# Humi-care crystal gel humidification from CI



## The Counselor (Jun 19, 2012)

I just noticed that a couple of the pieces of gel had some mold which I immediately threw away. My question would be is this normal? Is this because of the RH or the temperature or both? My temp has been steady at about 74-75 degrees with an RH of 65. I've had my humidor since May so its been about two months and I didn't really expect this. This may expedite my transition to heartfelt beads. Another question, will this affect my smokes? Any info would be appreciated. Regards.


----------



## sbl212 (Jul 4, 2012)

Did you use tap water or distilled. Mold may grow if you use tap


----------



## The Counselor (Jun 19, 2012)

I used distilled.


----------



## sbl212 (Jul 4, 2012)

:hmm:
that's all I gots


----------



## Mr.Cam (Jun 9, 2012)

I've been using the CI gels for about 2 years now. I've had mold issues with just one of the containers, normally they keep my boxes (50ct, 100ct) Rh about 68-70 consistently. Except when it gets warm I take them out cause it rises to above 73.

It shouldn't affect your smokes if you replaced it. Since May is only a couple months ago, are you sure it was mold? I've made the mistake before and it was just some tobacco that got into to gels


----------



## piperdown (Jul 19, 2009)

The Counselor said:


> I just noticed that a couple of the pieces of gel had some mold which I immediately threw away. My question would be is this normal? Is this because of the RH or the temperature or both? My temp has been steady at about 74-75 degrees with an RH of 65. I've had my humidor since May so its been about two months and I didn't really expect this. This may expedite my transition to heartfelt beads. Another question, will this affect my smokes? Any info would be appreciated. Regards.

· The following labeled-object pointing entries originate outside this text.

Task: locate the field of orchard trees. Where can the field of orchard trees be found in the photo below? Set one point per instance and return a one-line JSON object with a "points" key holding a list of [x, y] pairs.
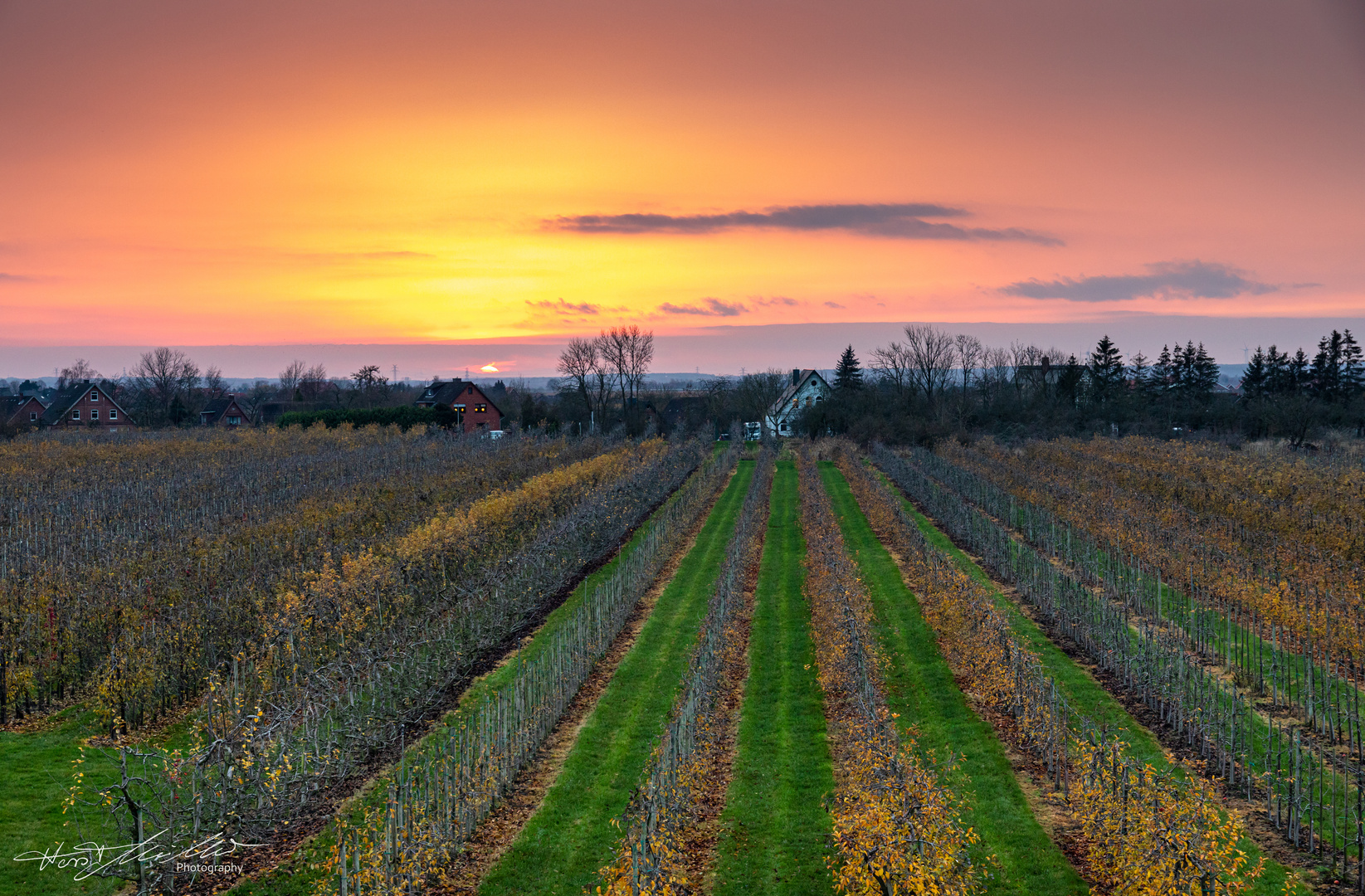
{"points": [[346, 662]]}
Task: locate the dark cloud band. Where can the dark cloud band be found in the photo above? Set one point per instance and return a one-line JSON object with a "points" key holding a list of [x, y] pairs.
{"points": [[1193, 280], [892, 220]]}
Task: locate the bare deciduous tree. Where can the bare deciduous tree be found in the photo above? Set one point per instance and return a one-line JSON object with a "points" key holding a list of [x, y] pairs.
{"points": [[80, 370], [314, 383], [213, 382], [578, 362], [758, 392], [893, 366], [292, 375], [930, 358], [639, 353], [163, 381]]}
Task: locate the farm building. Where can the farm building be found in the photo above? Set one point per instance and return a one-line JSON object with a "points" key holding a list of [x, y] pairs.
{"points": [[804, 389], [222, 412], [475, 412], [86, 404], [21, 411]]}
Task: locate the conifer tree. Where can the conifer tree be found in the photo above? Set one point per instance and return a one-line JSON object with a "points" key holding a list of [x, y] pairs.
{"points": [[848, 374], [1106, 370]]}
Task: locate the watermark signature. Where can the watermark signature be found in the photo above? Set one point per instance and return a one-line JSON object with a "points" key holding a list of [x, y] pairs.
{"points": [[93, 858]]}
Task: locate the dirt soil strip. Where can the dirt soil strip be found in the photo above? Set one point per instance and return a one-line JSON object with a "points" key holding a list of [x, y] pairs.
{"points": [[703, 830], [1260, 830], [495, 834]]}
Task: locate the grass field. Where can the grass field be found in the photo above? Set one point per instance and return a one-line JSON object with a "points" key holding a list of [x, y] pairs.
{"points": [[573, 836], [1081, 689], [34, 773], [776, 826], [920, 688], [298, 876]]}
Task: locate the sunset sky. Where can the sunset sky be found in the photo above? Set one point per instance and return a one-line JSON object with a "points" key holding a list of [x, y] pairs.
{"points": [[281, 172]]}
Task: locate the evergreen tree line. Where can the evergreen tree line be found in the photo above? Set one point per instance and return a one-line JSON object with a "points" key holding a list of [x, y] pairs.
{"points": [[934, 385]]}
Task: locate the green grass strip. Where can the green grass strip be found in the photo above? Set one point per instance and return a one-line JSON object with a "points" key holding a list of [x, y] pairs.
{"points": [[573, 836], [776, 828], [1080, 688], [34, 773], [920, 688]]}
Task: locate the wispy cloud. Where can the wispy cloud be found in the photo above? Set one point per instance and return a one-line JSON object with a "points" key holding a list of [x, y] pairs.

Since you got rid of it fairly quickly your cigars should be fine if the rH stays stable and below 68.
I made the transition to beads years ago because I prefer absorbtion and release. With the gels you only get release.


----------



## volpow61 (May 22, 2012)

Yeah i bought 4 of them and 3 had that problem wasent shure if it mold or the gel dryin out?


----------



## The Counselor (Jun 19, 2012)

Mr.Cam said:


> I've been using the CI gels for about 2 years now. I've had mold issues with just one of the containers, normally they keep my boxes (50ct, 100ct) Rh about 68-70 consistently. Except when it gets warm I take them out cause it rises to above 73.
> 
> It shouldn't affect your smokes if you replaced it. Since May is only a couple months ago, are you sure it was mold? I've made the mistake before and it was just some *tobacco* that got into to gels


I hadn't thought about it being some tobacco.


----------



## The Counselor (Jun 19, 2012)

Now the question is do I buy HCM beads or heartfelt?


----------



## volpow61 (May 22, 2012)

it could be mold its an even white kind of dust on the crystals


----------



## volpow61 (May 22, 2012)

looked the same for 3 that i have


----------



## Q&A (Jun 9, 2012)

Hi, this is my first post and I am a total noob. 

I only smoked a few cigars in my life but am now excited to pick up on this hobbie, so take my advice with a grain of salt! From reading posts hear at Puff (what a great forum BTW!) I learned that heartfelt beads work great. I just got a cigar sampler from CI that came with a glass-top humidor (which I am working on improving the seal of..). I use the 65% ones as this sems to be the RH most recommend.
One thing that I like is that you can buy the tube which take very little room in the humidor. 

I have a syringe that I use to hydrate the beads in the tube as the holes are very small, but I have been reading that you should be careful not to over-hydrate the beads as they loose their salt or something like that and become less efficient. Right now I put a sponge with water in a a Tupperware with the HF tube to let it soak the humidity slowly. If anyone has a better way of doing it please share.

Looking forward to learning more from everybody at the forum!!!!

PS: Unfortunately I can't post the link to the HF tubes that I have.


----------



## The Counselor (Jun 19, 2012)

Thank you Federico and welcome to the forum. I decided to go with heartfelt beads and will place an order this weekend. Regards.


----------